Peace and Development is the initiative focused on mobilizing the community to abolish poverty, inequality and institutional racism. Taller Salud promotes an environment of peace, forgiveness and community restoration and mending that results in significant opportunities for the community to progress and transform. To implement this culture of peace that Taller Salud seeks for Loíza, it uses the “Peace Accord” model. This is an evidence-based project that aims to reduce violence as a result of women who lost their significant others, children and relatives.
The project has built more trust in the community and successfully addressed dire situations by keeping the promise of not involving the police.
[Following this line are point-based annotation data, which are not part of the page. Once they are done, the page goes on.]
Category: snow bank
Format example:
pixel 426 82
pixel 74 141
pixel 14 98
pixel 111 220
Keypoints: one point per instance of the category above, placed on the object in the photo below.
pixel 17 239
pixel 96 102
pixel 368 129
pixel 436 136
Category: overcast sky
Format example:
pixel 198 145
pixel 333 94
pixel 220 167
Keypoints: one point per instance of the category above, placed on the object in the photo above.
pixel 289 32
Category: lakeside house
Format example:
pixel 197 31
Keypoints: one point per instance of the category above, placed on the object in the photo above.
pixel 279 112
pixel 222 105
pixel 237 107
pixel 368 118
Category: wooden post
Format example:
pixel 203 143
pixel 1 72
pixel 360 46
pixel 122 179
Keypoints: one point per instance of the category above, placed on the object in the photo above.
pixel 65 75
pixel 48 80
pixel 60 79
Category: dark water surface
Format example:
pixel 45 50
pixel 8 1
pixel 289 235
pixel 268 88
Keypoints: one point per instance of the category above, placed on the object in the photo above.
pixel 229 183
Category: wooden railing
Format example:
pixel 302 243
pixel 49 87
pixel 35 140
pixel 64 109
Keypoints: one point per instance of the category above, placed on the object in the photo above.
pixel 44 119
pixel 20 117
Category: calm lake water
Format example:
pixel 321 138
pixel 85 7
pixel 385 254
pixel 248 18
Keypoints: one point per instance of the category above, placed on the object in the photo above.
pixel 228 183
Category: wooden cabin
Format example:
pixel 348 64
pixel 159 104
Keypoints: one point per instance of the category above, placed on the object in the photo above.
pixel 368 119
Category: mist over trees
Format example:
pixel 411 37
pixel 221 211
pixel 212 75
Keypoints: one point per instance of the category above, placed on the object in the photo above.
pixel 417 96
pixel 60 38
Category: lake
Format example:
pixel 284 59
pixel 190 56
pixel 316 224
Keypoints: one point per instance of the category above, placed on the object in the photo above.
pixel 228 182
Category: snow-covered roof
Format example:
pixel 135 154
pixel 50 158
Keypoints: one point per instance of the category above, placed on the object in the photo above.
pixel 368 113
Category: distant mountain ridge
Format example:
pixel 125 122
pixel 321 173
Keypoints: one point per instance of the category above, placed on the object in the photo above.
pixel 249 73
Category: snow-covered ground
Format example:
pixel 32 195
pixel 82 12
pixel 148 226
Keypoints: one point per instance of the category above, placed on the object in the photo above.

Peace Accord has reduced violent deaths in Loíza by 90%. “La Tibru” is the second program part of this initiative, and it is designed for the youth and involves embracing contemporary masculinities, ending racism and generating new spokespeople to speak on the current issues impacting their communities.
Success and Impact in the Community
Being one of Taller Salud’s most successful efforts in the organization’s history, it emerged from a community-based response to a rise in gun violence in 2009. “It’s Puerto Rico’s only community violence prevention program and a local adaptation of the University of Illinois’ CureViolence evidence-based public health model or as we called it systemic change,” Taller Salud explained.
The organization trains “violence interrupters” to identify immoral and illicit circumstances and prevent violent situations from transpiring. Violence interrupters serve as mentors for up to 15 people at a time that are at high risk of being recipients of a brutal attack. In its first year as an established project, Peace Accord ensued a 53% decrease in homicides, and since its inauguration in February 2012, there has been a 90% decrease.
On September 7, 2017, the worst hurricane in recent Puerto Rico history struck: Hurricane Irma. Two weeks later, the almighty powerful Hurricane Maria also struck. Taller Salud arrived with 200 volunteers five days after Irma swept through to evaluate damages, provide health care, food, water and hygiene products and provide housing with the Affordable Housing program established in 2018 to aid women in safe and stable homes.
More than 8,000 people had access to safe meals and the organization distributed more than 10,000 gallons of water and more than 6,000 lamps, flashlights and battery-powered fans. Psychological support was offered with the usage of 337 individuals, more than 2,800 medical items and medicine were distributed and more than 1,500 public health items like mosquito nets and fly traps were distributed, according to Taller Salud’s report.
Upwards of 20,000 Loíza residents received help in the immediate response to Hurricane Irma and Maria and Taller Salud assisted 14 other towns/cities. Not only is Taller Salud building a brighter future for Loíza, but it is also taking part in immediate emergency response work to help other Puerto Ricans in dire need of assistance.
A Brighter Future for Loíza
Taller Salud is an essential organization allowing growth in many areas to make Loíza a more progressed city no longer suffering from economic decline, violence and inequality. Despite being the poorest city in Puerto Rico, Taller Salud is working with current adults and the youth in leadership programs in hopes of producing a brighter future for Loíza, no longer experiencing the detrimental impact of poverty and societal issues.